Some of the most pointed criticisms include:

“[I]f similar changes are made to the existing co-contribution model for CHSP

services, this will significantly increase service costs, resulting in older people, particularly those who face the greatest vulnerability, foregoing necessary care when they need it in order to afford other basic essentials. This in turn would entirely undermine the preventative intent of the CHSP by further accelerating cognitive and physical deterioration, driving older people into higher cost and more intensive models of care and hindering independence.” – Natalie Siegel-Brown, Inspector-General of Aged Care

“Most CHSP providers are not-for-profits or charities and are often delivering early childhood services or homelessness services, saying: ‘We’ll just do those things. We won’t do aged care anymore because it’s too hard.’ That would be an absolutely devastating blow, particularly to small communities.” – Tom Symondson, Ageing Australia

“Small, specialised, and community-based organisations are particularly vulnerable. The loss of such providers would erode critical community infrastructure, remove local capacity, reduce choice for older people, and leave entire regions or communities without essential services.” – Australian Association of Gerontology

The inquiry also heard that the government had not produced any modelling to show that such a transition is even possible, let alone desirable, while they had also failed to produce a clear plan or timeline for its implementation.

Support at Home is already buckling, with a waitlist of over 200,000 and older people all over the country forced to abandon critical in-home supports because of soaring co-payments.

Labor has been forced into several humiliating backdowns on aged care in the past 12 months, including being forced by the parliament to release 20,000 more home care packages, backtracking on some co-payments, and launching a rapid review into its disastrous assessment algorithm.

The Greens were alone in their opposition to Labor’s Aged Care Act when it passed through parliament in November 2024.
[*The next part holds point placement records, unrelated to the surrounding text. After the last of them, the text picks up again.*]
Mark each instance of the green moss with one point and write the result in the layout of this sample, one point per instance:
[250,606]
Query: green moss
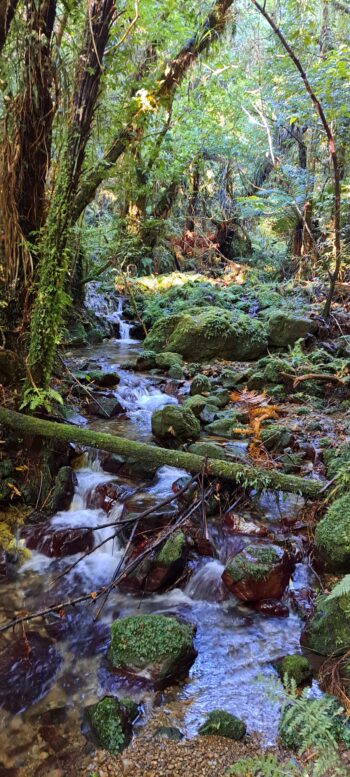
[296,668]
[332,535]
[254,562]
[141,641]
[223,724]
[172,549]
[110,721]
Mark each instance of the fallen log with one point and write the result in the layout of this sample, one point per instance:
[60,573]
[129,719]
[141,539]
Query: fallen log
[242,474]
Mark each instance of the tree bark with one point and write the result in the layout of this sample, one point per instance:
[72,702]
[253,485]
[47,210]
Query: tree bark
[239,473]
[172,77]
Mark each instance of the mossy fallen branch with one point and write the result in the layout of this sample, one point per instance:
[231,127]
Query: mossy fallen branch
[239,473]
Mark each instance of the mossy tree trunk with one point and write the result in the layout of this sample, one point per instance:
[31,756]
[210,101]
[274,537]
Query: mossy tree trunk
[55,249]
[239,473]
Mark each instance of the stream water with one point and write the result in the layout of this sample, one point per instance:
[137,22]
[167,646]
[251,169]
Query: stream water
[236,646]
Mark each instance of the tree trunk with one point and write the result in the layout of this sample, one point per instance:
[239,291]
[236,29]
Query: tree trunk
[172,77]
[55,249]
[239,473]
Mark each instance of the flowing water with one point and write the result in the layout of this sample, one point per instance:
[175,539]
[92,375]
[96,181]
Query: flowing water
[236,646]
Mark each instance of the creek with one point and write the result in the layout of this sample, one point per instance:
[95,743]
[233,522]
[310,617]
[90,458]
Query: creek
[236,646]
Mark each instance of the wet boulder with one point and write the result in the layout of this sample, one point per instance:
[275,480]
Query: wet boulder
[200,385]
[223,724]
[110,721]
[156,647]
[328,630]
[175,425]
[27,670]
[258,572]
[295,667]
[57,543]
[332,535]
[63,490]
[285,328]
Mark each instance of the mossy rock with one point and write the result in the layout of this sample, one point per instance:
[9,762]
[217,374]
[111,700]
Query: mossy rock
[110,721]
[285,329]
[200,385]
[209,333]
[166,360]
[295,667]
[172,550]
[155,646]
[276,438]
[223,724]
[175,425]
[332,535]
[291,733]
[328,630]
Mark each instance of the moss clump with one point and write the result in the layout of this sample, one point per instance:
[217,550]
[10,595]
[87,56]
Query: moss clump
[296,668]
[223,724]
[172,549]
[329,629]
[332,535]
[143,642]
[200,385]
[110,721]
[175,424]
[254,562]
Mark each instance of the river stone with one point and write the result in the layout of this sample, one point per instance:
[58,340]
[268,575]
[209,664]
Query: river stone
[296,667]
[110,721]
[328,630]
[65,482]
[223,724]
[200,385]
[285,329]
[175,424]
[156,647]
[332,535]
[258,572]
[209,333]
[27,670]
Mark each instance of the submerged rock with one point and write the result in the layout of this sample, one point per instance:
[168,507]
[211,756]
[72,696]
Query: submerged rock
[156,647]
[332,535]
[27,670]
[111,721]
[296,667]
[175,424]
[285,329]
[258,572]
[223,724]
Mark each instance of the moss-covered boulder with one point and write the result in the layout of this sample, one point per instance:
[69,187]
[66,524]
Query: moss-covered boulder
[332,535]
[258,572]
[276,437]
[156,647]
[167,360]
[223,724]
[200,385]
[328,630]
[175,425]
[212,332]
[285,329]
[295,667]
[110,721]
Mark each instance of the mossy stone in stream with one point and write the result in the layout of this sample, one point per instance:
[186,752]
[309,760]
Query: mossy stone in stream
[111,722]
[328,630]
[175,424]
[332,535]
[172,549]
[200,385]
[223,724]
[155,646]
[295,667]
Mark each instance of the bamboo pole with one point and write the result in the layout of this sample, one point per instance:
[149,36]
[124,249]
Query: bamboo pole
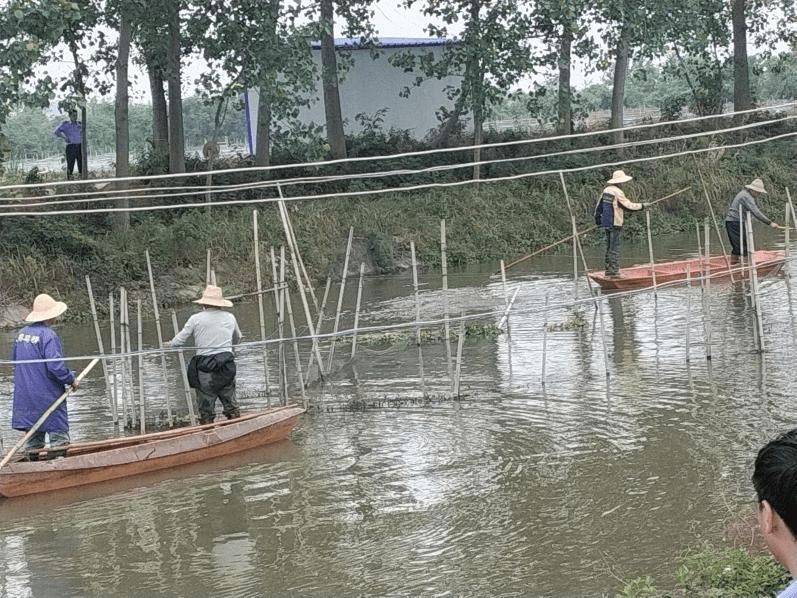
[706,286]
[754,285]
[319,322]
[261,312]
[340,299]
[687,341]
[292,242]
[307,316]
[460,344]
[127,376]
[99,344]
[357,311]
[446,324]
[650,252]
[297,356]
[544,339]
[189,400]
[575,257]
[114,360]
[417,316]
[507,308]
[156,311]
[282,301]
[142,395]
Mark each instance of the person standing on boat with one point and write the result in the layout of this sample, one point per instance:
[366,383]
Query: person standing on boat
[609,214]
[211,371]
[40,376]
[775,483]
[735,219]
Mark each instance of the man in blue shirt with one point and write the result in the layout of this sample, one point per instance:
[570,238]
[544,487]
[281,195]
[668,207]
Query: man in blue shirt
[40,375]
[70,131]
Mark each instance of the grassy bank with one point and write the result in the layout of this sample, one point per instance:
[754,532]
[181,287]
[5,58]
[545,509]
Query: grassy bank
[485,222]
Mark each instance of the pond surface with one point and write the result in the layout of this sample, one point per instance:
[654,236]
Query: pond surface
[547,477]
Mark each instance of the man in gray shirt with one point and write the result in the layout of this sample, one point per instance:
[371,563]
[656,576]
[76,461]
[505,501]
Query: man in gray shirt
[743,201]
[211,371]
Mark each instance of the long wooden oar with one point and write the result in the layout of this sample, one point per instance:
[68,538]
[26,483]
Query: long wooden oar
[46,414]
[583,232]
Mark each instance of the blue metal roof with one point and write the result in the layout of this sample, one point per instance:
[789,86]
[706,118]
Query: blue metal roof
[388,42]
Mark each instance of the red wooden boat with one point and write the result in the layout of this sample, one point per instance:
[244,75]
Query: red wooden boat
[641,276]
[102,460]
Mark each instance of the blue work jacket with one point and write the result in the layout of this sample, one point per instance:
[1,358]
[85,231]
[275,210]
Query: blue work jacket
[37,385]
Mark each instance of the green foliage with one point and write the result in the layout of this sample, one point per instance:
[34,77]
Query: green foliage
[731,572]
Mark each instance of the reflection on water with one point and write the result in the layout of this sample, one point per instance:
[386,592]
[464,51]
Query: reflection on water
[627,455]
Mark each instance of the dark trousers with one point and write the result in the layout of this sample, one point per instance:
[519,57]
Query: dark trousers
[614,235]
[74,154]
[736,235]
[206,394]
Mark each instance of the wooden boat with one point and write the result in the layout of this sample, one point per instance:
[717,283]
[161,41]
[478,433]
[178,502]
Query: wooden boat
[99,461]
[717,266]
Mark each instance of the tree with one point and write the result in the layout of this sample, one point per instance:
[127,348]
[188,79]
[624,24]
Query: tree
[491,55]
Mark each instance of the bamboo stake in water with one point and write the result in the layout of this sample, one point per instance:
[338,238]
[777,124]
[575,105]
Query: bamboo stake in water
[99,344]
[688,307]
[141,393]
[417,316]
[156,311]
[460,344]
[446,326]
[544,338]
[340,299]
[114,360]
[297,357]
[319,323]
[357,311]
[127,369]
[260,310]
[759,328]
[189,400]
[650,251]
[706,286]
[575,258]
[507,306]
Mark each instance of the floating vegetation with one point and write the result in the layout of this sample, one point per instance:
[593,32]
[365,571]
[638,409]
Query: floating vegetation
[474,331]
[577,322]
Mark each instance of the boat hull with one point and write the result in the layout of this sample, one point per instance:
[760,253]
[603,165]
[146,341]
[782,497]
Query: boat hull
[642,276]
[95,462]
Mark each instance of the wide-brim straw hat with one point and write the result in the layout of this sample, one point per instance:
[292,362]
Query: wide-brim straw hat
[757,185]
[618,176]
[45,308]
[212,296]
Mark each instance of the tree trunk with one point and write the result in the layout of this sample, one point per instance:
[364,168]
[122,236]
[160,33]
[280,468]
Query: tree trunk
[121,220]
[742,98]
[329,77]
[565,103]
[263,141]
[176,137]
[160,114]
[618,88]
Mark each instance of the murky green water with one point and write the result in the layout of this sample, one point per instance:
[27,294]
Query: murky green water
[519,488]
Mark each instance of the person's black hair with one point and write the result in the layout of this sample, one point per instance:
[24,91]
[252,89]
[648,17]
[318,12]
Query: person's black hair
[775,477]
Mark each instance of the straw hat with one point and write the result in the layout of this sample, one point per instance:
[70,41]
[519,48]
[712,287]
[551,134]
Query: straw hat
[212,296]
[757,185]
[45,308]
[618,176]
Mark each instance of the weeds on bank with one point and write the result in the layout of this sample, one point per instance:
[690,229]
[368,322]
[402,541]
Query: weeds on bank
[717,573]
Comments from Australian Greens Older People spokesperson Senator Penny Allman-Payne:

“Labor’s reckless proposal to kill off the CHSP has no friends. Advocates, providers, unions, experts, First Nations organisations, local governments – no one wants this.

“By rushing into yet another massive change to the aged care system without adequate data or a clear plan, Labor is putting older people’s lives at risk.

“It is entirely inconceivable how Support at Home – a system already under massive strain – will cope with an additional 800,000 people being forced onto it as soon as a year from now.

“Nearly a million people will suddenly find themselves trapped in a rationed, market-based system, treated like revenue streams and forced to make choices about what essential care or support they’ll have to sacrifice.

“This model is more of the same right-wing market fundamentalism that Labor is in love with, despite the fact that it consistently fails to meet people’s care needs.

“The CHSP provides a vital service affordably to older Australians. Instead of eliminating it, Labor should listen to the evidence and start funding it properly.”